News
Gibbes Museum of Art Announces Winner of 1858 Prize for Contemporary Southern Art
Press Release
The Gibbes Museum of Art is proud to announce Donté K. Hayes as the 2019 winner of the 1858 Prize for Contemporary Southern Art. Hayes, a Georgia-based ceramicist, explores themes in Afrofuturism, a projected vision of an imagined future which critiques the historical and cultural events of the African Diaspora and the distinct black experience of the Middle Passage. Hayes will be awarded a $10,000 cash prize and will be celebrated at the Amy P. Coy Forum and Prize Party hosted by Society 1858 at the Gibbes on February 6 & 7, 2020.
“We’re thrilled to announce Donté as our winner,” says Angela Mack, executive director of the Gibbes Museum of Art. “His works demonstrate a powerful vision, as he is at the forefront of southern contemporary art. We were extremely impressed with all of our finalists this year and want to thank everyone who submitted to Society 1858.”
Hayes works in clay as a historical and creative base material to inform memories of the past. Ceramics becomes a bridge to conceptually integrate disparate objects and or images for the purpose of creating new understandings and connections with the material, history, and social-political issues. These ceramic objects are vessels, each making symbolic allusions to the black body.
“Thank you to the Gibbes Museum and to Society 1858 for awarding me this year’s 1858 Prize for Contemporary Southern Art,” says Donté Hayes, the 2019 award recipient. “This is a tremendous honor and I wish to congratulate my fellow finalists.

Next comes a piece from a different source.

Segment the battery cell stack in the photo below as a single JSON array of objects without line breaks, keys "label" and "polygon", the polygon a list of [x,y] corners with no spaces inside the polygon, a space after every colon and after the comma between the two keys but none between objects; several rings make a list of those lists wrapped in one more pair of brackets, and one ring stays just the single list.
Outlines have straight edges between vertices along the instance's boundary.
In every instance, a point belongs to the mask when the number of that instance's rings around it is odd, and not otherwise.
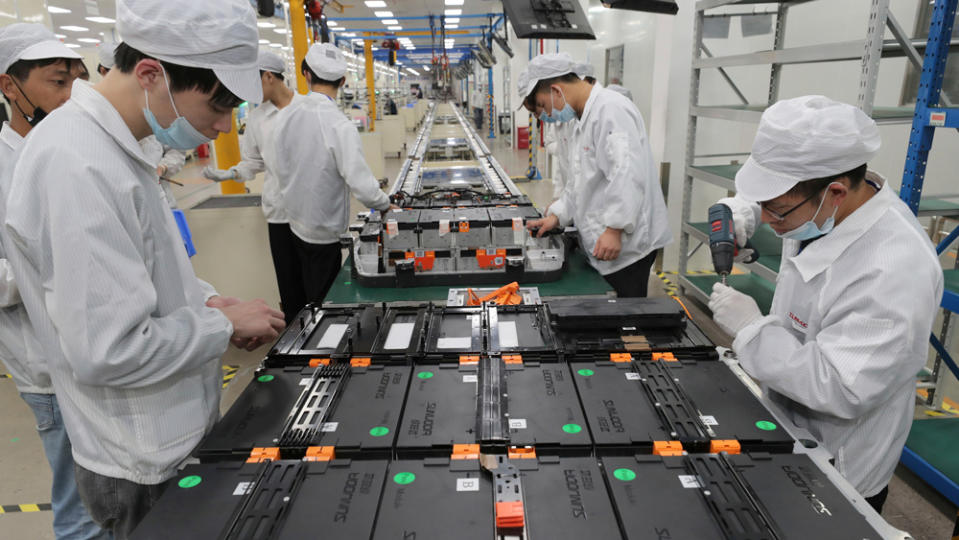
[{"label": "battery cell stack", "polygon": [[878,539],[672,299],[309,306],[136,538]]}]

As an artist working in the Southern United States this award is so important to recognize all the powerful artwork and creative souls working and born in the Southern region. Winning this award will help to continue to push my art practice financially and creatively after graduate school, along with the opportunity to reach more audiences with my artwork through receiving this prestigious prize. Thank you again and I am blessed and humbled by winning this award.”
Hayes has exhibited extensively across the southern United States as well as internationally in London, England. He is the recent recipient of two full tuition residencies at the Watershed Center for the Ceramic Arts in Newcastle, Maine and Haystack Mountain School of Crafts in Deer Isle, Maine. His artwork is in the permanent collection of the Zuckerman Museum of Art at Kennesaw State University and Spruill Arts Center in Atlanta, Georgia. Hayes is a 2020 Master of Fine Arts degree candidate at The University of Iowa.
Each year, the 1858 Prize is presented by Society 1858, a member auxiliary group of the Gibbes Museum of Art comprised of young professionals. The $10,000 cash prize is awarded to one artist whose work demonstrates the highest level of artistic achievement in any media, while contributing to a new understanding of art in the South. This year, the panelists were forced to choose six finalists due to the outstanding caliber of candidates received. Along with Hayes, this year’s short list of finalists included Damian Stamer, Herb Parker, Martha Clippinger, Michi Meko and Stephanie Patton.